Posted by Ernest Hauser on Jul 26, 2017
Humble Rotary welcomes back youth exchange students
Written by Celine Wallace
 Published: 25 July 2017 Davitt and Emmie Dalton, Rotary youth exchange students, return from their year-long journey abroad. Photo by Celine Wallace
Hannah Davitt, Emmie Dalton share experience of their life-changing trip 
The Humble Rotary Club is a proud sponsor of six Rotary youth exchange students this year. Two returning students, Hannah Davitt and Emmie Dalton, spoke at the July 19 meeting to share their year-long experiences in a new country, including having to learn a new language and culture and becoming a global citizen. Both of the young women graduated from high school in May 2016 and delayed attending college for a year in order to take on this unique opportunity. 
Dalton, 19, who will be attending Pepperdine University in the fall, was able to spend a year in Liege, Belgium. She lived with three host families. Her first host family was where she started learning French, along with attending school and an extra French class two days a week. 
Dalton enjoyed her extra class because her classmates were also exchange students that were learning French as a second language. “It was really cool to hear their stories and experiences in learning the language, as well as sharing the same struggles of moving to a new country,” Dalton said.
Although living in Belgium, Dalton was still able to travel with her host family to Rome for Christmas and went to Berlin with other exchange students. 
Dalton joked, “After exchange, I now feel more independent and now know how to use public transportation by myself.” She concluded her talk by thanking the Rotary members for their support in her times of need and said she could not have done it without them.
Davitt, who will be attending the University of Texas-Austin in the fall, spent a year in France. She spoke about how she first arrived in the country with the language level of a toddler. With her host families, she was able to expand her vocabulary of the French language.

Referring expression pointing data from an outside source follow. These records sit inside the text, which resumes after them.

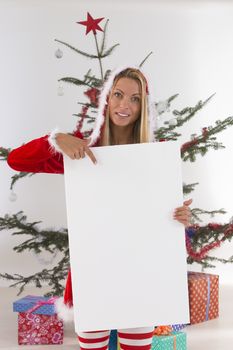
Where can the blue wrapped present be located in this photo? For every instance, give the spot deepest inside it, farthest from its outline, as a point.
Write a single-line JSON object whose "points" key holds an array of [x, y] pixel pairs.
{"points": [[113, 340], [178, 327], [35, 304]]}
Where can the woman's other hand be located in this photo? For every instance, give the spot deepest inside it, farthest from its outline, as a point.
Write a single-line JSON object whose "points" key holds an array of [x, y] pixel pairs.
{"points": [[74, 147], [183, 214]]}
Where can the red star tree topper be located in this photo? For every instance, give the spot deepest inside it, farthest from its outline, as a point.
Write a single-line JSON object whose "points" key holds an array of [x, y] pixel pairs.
{"points": [[91, 24]]}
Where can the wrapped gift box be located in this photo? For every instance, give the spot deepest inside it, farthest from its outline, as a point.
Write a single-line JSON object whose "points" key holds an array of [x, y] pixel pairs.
{"points": [[203, 296], [178, 327], [173, 341], [37, 321], [113, 340]]}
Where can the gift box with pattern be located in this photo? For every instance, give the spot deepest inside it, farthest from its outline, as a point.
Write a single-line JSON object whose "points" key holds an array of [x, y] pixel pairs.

Davitt said, “Host families are the backbone of exchange. They are your first point of view into the culture, your support and your comfort in the new country.” 
Davitt said that upon leaving her French class, she received a card written in different languages from fellow students that translated to “After the verb to love, the verb to help is the most beautiful verb in the world.”
Davitt then thanked everyone at Rotary who funded her classes abroad. 
Both students will be majoring in international business in college. They are thankful for the opportunity this trip abroad has given them – to learn a new culture and language – giving them a readiness for their future career studies.
Davitt and Dalton highly encourage students interested to apply for Rotary exchange because of the life-changing experience. 
Susan Brodbeck, head of the Humble Rotary youth exchange, said, "In September and October, we bring presentations to high schools and interested students will meet us for another meeting with their parents. We recruit students by their applications, essay submission and club interviews that lead to district interviews. We search for students with good behavior and a readiness to immerse in a new culture," she said.